Few weather events equal the flash flood in excitement. The very phrase sounds dangerous, conjuring visions of torrential rain that quickly transforms front yards into lakes and quiet streets into raging rivers and threatens to sweep the whole neighborhood into the Gulf of Mexico. One minute the sun is shining, the birds are singing, and the brook is babbling; the next, the sky darkens, the rain begins, and it’s time to batten down the hatch. Little white lines of type float across the bottom of the TV screen, and an intrusive beeping sound announces the potential for flash flooding—a watch is declared if flooding is imminent or already occurring in the vicinity. Either way, it’s time for constant vigilance, for no event wreaks havoc quite so quickly or thoroughly as the flash flood.

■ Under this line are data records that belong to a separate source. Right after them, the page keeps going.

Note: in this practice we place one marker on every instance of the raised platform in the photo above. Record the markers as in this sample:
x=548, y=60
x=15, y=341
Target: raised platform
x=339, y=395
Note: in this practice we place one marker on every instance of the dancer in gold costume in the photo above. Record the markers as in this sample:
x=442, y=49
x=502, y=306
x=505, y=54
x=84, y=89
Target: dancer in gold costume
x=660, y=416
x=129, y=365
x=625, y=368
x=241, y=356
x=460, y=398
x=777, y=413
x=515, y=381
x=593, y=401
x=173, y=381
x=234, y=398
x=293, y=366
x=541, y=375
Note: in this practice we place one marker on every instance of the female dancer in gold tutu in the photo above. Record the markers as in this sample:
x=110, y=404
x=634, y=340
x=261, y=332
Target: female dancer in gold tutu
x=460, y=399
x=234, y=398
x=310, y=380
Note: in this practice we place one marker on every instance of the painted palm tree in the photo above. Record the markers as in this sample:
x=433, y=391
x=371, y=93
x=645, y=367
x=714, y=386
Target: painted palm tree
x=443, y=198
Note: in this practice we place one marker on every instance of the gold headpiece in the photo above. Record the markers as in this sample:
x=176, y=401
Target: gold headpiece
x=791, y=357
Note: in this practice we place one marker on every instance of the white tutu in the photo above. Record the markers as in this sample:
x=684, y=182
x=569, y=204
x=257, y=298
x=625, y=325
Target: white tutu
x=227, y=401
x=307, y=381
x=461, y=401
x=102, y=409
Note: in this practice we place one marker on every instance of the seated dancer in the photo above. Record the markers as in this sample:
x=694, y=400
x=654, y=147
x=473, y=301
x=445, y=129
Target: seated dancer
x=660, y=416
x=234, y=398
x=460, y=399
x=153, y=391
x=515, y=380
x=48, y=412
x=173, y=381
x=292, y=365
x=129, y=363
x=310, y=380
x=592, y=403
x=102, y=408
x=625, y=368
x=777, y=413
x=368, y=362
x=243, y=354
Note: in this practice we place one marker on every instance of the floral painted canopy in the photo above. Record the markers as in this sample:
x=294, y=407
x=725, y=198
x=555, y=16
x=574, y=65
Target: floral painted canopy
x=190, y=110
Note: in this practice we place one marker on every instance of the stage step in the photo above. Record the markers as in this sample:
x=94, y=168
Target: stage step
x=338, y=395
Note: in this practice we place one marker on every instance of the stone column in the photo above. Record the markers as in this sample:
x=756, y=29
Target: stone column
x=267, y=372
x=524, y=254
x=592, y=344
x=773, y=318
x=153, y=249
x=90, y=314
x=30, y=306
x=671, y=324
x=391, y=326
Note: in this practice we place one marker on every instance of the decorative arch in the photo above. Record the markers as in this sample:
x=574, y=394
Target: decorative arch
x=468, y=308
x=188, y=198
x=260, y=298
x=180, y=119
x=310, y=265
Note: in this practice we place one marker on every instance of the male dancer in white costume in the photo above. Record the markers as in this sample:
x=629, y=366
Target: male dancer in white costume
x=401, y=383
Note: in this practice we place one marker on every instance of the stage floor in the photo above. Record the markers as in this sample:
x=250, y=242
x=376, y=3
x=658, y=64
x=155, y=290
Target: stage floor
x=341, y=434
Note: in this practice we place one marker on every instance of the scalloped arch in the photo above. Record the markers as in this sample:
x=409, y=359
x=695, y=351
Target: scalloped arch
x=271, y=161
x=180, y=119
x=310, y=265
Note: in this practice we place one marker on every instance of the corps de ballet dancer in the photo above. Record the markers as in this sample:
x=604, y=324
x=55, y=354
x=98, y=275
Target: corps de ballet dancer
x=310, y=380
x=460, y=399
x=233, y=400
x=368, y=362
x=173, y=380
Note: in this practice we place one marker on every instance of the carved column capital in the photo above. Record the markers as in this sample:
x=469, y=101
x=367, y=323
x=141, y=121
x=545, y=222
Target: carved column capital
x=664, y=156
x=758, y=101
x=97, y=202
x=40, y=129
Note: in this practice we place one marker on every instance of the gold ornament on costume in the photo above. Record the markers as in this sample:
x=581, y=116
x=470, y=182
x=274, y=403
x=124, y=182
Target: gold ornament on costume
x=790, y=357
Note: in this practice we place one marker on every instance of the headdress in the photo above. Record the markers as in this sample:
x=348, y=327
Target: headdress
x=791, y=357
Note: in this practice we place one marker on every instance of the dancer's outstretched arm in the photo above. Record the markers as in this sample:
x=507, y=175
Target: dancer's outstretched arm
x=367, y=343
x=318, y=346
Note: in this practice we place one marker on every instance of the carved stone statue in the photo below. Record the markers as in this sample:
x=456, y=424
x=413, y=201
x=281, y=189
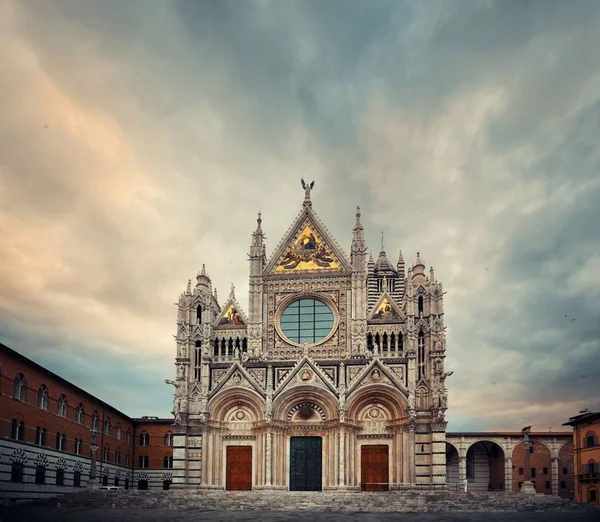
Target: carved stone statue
x=307, y=188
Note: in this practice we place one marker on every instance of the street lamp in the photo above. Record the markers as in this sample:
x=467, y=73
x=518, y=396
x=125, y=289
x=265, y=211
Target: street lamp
x=93, y=447
x=527, y=488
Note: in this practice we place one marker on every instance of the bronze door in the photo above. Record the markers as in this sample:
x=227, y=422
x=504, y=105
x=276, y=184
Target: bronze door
x=239, y=468
x=306, y=457
x=374, y=468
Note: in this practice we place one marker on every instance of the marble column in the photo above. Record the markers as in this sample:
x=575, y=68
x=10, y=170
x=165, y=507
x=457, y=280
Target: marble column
x=462, y=470
x=268, y=451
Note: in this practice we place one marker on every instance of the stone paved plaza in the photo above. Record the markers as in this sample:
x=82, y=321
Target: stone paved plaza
x=182, y=505
x=53, y=514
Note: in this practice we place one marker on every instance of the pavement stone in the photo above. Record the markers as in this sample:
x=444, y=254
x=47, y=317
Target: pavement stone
x=200, y=505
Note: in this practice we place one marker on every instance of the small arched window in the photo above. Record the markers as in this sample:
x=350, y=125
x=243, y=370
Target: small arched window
x=62, y=405
x=79, y=414
x=40, y=436
x=60, y=441
x=18, y=430
x=43, y=397
x=20, y=388
x=16, y=472
x=590, y=440
x=168, y=462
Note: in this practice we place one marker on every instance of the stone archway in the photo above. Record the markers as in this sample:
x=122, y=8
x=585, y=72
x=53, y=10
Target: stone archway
x=539, y=470
x=485, y=466
x=452, y=467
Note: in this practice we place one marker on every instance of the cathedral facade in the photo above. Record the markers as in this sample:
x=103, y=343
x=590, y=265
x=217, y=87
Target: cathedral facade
x=333, y=380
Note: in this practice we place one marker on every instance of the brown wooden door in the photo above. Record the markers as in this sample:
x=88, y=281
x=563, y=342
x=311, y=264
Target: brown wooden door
x=239, y=468
x=374, y=470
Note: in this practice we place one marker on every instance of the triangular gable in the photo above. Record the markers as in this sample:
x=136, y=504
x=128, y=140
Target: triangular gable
x=386, y=311
x=237, y=376
x=232, y=315
x=384, y=371
x=307, y=246
x=306, y=364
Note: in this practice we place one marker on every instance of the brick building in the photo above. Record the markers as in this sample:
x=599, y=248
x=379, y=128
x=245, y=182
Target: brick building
x=46, y=426
x=495, y=461
x=586, y=443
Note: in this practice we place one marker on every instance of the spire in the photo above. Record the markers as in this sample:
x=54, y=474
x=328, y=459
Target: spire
x=307, y=188
x=258, y=235
x=203, y=281
x=400, y=258
x=358, y=249
x=419, y=266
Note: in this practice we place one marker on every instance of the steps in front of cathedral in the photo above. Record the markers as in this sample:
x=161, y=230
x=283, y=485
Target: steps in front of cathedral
x=394, y=501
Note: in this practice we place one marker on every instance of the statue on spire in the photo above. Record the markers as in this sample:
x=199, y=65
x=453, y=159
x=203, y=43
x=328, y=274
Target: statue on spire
x=307, y=188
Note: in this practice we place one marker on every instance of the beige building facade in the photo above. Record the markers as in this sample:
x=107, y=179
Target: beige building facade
x=333, y=380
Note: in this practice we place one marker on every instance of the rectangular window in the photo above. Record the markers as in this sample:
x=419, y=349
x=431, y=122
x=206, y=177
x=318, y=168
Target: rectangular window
x=16, y=474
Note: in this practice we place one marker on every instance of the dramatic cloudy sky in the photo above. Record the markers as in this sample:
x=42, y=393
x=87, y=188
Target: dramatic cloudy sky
x=139, y=139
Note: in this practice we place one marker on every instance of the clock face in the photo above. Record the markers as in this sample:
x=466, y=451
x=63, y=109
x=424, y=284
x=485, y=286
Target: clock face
x=306, y=321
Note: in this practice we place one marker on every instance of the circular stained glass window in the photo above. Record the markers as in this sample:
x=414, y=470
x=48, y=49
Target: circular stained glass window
x=306, y=321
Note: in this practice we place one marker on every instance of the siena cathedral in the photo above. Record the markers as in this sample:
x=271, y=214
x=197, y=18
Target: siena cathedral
x=333, y=379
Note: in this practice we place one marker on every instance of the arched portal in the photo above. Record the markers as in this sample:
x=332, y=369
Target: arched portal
x=452, y=470
x=485, y=467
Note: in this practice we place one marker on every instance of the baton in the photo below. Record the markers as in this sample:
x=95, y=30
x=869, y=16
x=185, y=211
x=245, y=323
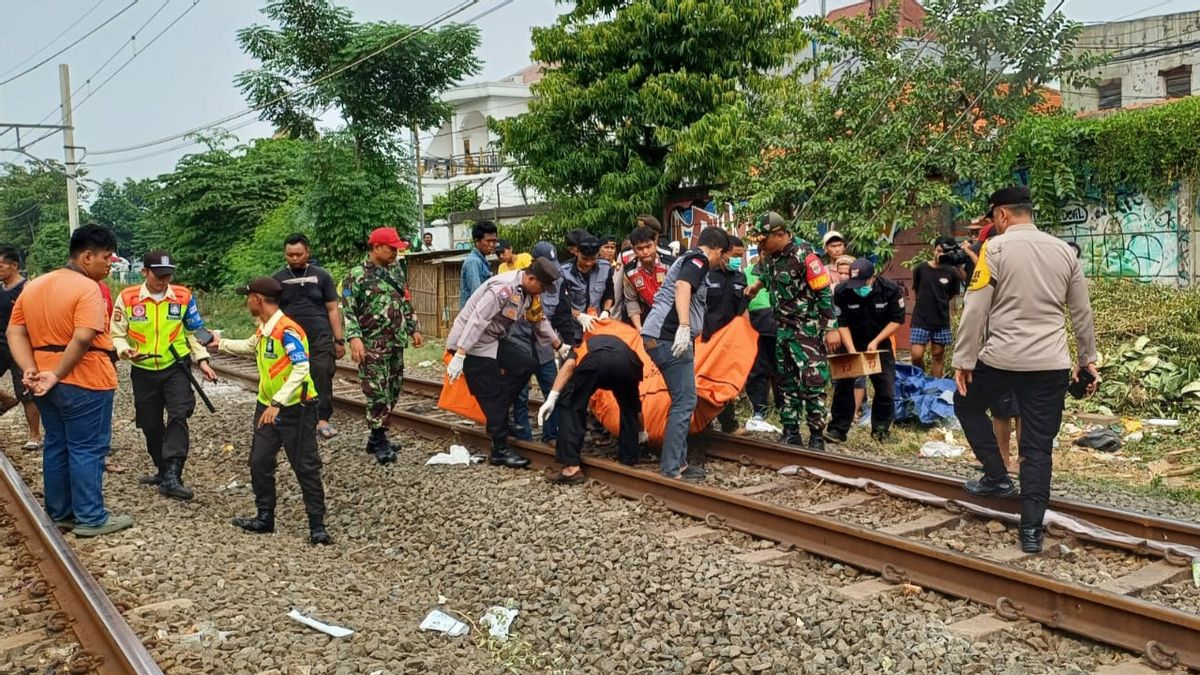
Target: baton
x=191, y=377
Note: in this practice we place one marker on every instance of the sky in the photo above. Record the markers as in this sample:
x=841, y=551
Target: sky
x=185, y=78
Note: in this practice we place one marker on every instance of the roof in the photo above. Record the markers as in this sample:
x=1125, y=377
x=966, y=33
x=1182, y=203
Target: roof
x=912, y=15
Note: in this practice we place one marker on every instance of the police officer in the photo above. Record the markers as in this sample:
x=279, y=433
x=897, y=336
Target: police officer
x=870, y=310
x=379, y=323
x=496, y=366
x=1013, y=338
x=153, y=326
x=286, y=414
x=600, y=362
x=588, y=280
x=798, y=284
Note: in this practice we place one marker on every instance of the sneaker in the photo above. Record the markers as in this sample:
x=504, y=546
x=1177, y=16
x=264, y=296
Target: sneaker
x=114, y=524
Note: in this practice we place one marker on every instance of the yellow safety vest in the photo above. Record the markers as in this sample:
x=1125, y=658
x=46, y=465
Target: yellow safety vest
x=156, y=324
x=275, y=365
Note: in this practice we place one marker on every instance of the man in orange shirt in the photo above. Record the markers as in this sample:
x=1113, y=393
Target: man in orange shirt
x=59, y=338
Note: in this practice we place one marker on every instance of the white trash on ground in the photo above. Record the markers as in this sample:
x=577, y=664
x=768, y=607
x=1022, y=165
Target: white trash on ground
x=327, y=628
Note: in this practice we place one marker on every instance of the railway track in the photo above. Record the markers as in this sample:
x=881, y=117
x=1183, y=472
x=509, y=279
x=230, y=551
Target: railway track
x=53, y=614
x=1149, y=607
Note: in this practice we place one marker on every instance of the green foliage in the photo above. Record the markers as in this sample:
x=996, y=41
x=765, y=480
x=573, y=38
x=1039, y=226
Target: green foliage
x=646, y=96
x=351, y=196
x=456, y=199
x=263, y=252
x=49, y=250
x=1149, y=150
x=901, y=118
x=396, y=87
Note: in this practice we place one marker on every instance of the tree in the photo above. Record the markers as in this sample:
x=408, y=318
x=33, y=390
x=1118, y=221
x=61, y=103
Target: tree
x=456, y=199
x=397, y=85
x=645, y=97
x=910, y=119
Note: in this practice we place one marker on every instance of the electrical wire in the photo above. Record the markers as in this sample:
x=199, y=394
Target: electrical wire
x=84, y=36
x=306, y=85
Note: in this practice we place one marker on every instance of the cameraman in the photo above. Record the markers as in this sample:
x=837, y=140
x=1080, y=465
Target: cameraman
x=935, y=284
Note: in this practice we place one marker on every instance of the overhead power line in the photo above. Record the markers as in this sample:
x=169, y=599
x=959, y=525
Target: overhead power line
x=304, y=87
x=77, y=41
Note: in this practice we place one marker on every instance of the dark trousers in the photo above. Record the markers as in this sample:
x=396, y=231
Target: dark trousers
x=762, y=381
x=1039, y=395
x=154, y=393
x=883, y=405
x=323, y=365
x=295, y=431
x=599, y=370
x=496, y=383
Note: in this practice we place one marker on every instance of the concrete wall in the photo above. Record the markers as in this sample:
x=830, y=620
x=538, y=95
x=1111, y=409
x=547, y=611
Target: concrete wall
x=1140, y=79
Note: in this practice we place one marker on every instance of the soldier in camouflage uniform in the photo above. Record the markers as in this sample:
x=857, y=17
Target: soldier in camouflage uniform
x=379, y=321
x=801, y=292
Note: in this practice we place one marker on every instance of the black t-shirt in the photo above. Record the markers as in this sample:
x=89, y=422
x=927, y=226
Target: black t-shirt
x=7, y=299
x=305, y=294
x=934, y=286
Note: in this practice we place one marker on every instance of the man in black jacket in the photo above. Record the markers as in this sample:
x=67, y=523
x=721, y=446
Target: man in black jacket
x=870, y=310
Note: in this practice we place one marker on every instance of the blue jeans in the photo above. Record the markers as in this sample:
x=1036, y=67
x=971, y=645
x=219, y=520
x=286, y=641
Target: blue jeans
x=520, y=425
x=78, y=425
x=679, y=374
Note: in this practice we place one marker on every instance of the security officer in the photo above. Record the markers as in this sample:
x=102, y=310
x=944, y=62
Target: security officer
x=600, y=362
x=1013, y=338
x=588, y=280
x=286, y=413
x=870, y=310
x=497, y=368
x=798, y=284
x=379, y=323
x=153, y=326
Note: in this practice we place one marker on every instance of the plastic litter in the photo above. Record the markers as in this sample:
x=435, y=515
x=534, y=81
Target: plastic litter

Although Texas is a land of contrasts, you usually have to drive a thousand miles to discover that fact. A flash flood can save you the mileage. Within hours, drought can turn to flood. The rains that fell over the Hill Country on August 2, 1978, for example, broke a severe six-week dry spell by dumping more than twenty inches of precipitation in the headwaters of the Guadalupe, Medina, and Sabinal rivers in a few hours, causing record flow rates and numerous deaths.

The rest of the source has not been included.